As a final remark, I fed ChatGPT this blogpost (which, to be clear, was written by me) and asked for a final paragraph entailing policy implication. Here is the result:
Q (my prompt). The following text is a draft of a blogpost. Could you add a brief final paragraph that entails policy implications, given the problems I described? The text is as follows:
A (ChatGPT): “In summary, while ChatGPT has tremendous potential, it is not without flaws, and its increasing use raises concerns about regulatory oversight. The European Union has taken an active approach to regulate the AI market, but its current proposals have limitations. Therefore, policymakers need to pay closer attention to principles of law and economics to ensure that regulations address market failures and do not stifle innovation. By doing so, they can create a regulatory environment that fosters the development of AI technologies while protecting users from harm.”

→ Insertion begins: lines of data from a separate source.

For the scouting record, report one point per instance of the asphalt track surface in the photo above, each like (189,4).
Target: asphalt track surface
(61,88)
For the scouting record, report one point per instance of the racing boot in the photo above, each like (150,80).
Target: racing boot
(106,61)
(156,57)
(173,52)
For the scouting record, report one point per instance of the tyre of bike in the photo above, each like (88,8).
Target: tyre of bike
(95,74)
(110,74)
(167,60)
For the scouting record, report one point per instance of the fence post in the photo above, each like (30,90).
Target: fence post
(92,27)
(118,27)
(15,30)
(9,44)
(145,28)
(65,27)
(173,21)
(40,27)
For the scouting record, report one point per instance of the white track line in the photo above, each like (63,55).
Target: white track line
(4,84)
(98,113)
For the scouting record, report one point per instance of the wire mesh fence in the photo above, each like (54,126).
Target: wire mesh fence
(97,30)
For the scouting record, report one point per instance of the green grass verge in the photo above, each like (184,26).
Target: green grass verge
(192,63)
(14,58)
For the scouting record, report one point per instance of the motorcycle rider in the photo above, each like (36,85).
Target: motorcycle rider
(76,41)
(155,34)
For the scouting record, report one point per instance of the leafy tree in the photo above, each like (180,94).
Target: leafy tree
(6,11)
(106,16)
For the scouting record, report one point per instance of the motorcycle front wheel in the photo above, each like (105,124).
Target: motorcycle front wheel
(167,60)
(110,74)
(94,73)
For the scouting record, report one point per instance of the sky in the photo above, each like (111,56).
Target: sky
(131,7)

 The author generated this paragraph in part with ChatGPT, OpenAI’s large-scale language-generation model. Upon generating draft language, the author reviewed, edited, and revised the language to his own liking and takes ultimate responsibility for the content of this publication.
This post comes to us from Professor Roee Sarel at the University of Hamburg’s Institute of Law and Economics. It is based on his recent paper, “Restraining ChatGPT,” forthcoming in the UC Law SF Journal and available here. A version of this post appeared on the Oxford Business Law Blog.
On an optimistic note, perhaps ChatGPT will show us the true value of human critical thinking! (I doubt it).
The “hallucination problem” is fascinating. We as humans use critical thinking a lot in our higher learning. Critical thinking hews us to the straight and narrow as our minds traverse from “accepted given truth” to “derived truthful statement implied/deduced/induced from the given truth”.
In hallucinating, the ChatGPT betrays it’s literal feedback circuit design. It can not distinguish direction of travel between the given truth and implied/deduced/induced statement. It goes round and round both ways traversing the feedback loop: taking the statement it makes as truth and implying/deducing/inducing the more base given truth (here, the citation reference). It’s fascinating.